What is the difference between a crop surface and a boundary?
I have a support tech telling me there really isn't a difference.
What is the difference between a crop surface and a boundary?
I have a support tech telling me there really isn't a difference.
What version?
Civil 3D 2011, sorry I forgot to mention that.
If you crop a larger surface in 2011 it will make a new smaller surface still linked to the old one.
If you add a boundry it disregards all the info outside of the boundry. They are close but not quite the same thing.
To clarify, if you put a boundary around a surface, all of the surface data outside the boundary is still there. A cropped surface contains only the data within the crop area.
So the cropped surfaces are designed to allow you to work with very large surfaces, without as much of an impact in performance. You can crop out only the area you need for a given task, and work with that smaller surface, rather than bogging your drawing down with the entire large surface. Yet you can still update or change your large surface, and propagate those changes to the cropped surfaces.
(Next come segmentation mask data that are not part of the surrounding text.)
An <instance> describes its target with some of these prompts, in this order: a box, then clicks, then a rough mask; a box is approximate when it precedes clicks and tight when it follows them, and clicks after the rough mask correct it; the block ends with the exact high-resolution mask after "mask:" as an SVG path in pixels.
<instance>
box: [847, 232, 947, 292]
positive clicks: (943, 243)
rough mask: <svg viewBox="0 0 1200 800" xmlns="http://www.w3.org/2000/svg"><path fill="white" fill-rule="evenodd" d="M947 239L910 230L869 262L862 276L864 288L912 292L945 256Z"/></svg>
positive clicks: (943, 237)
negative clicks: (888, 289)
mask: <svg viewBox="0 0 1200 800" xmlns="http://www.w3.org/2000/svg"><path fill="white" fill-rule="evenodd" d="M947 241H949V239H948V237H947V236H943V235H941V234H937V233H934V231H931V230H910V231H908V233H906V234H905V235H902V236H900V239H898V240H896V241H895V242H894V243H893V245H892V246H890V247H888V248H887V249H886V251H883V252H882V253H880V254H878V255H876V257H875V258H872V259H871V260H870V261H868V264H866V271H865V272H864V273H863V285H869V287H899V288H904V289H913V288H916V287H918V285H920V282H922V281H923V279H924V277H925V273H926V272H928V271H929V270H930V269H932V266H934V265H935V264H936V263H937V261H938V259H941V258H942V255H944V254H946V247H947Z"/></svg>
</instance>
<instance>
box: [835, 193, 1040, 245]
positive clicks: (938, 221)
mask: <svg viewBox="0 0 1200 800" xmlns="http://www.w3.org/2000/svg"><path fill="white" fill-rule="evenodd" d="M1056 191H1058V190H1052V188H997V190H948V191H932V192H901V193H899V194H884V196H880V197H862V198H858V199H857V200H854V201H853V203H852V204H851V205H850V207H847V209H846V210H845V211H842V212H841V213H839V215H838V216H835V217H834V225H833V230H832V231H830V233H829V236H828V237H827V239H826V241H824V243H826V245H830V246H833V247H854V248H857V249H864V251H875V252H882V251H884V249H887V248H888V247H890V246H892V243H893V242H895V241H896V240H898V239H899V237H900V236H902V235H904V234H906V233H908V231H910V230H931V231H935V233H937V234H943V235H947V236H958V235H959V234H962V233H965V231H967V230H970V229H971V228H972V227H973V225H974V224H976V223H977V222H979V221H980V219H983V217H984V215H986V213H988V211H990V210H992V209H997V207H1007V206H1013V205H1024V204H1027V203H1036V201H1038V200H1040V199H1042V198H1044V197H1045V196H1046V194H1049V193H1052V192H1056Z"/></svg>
So how do the snap shots know where the source surface is located? What happens if you have a source surface that was for one project and located in a completely different project you have your copped surface? What will happen to that cropped surface at the time of archiving to a disk, if that source surface is not a part of that archive?
The crop is basically a data shortcut. It behaves the same way it would if you made a data shortcut of the larger surface. If you archive the file with the shortcut then it will be missing in the nonarchived files. Same as a xref or any other data reference.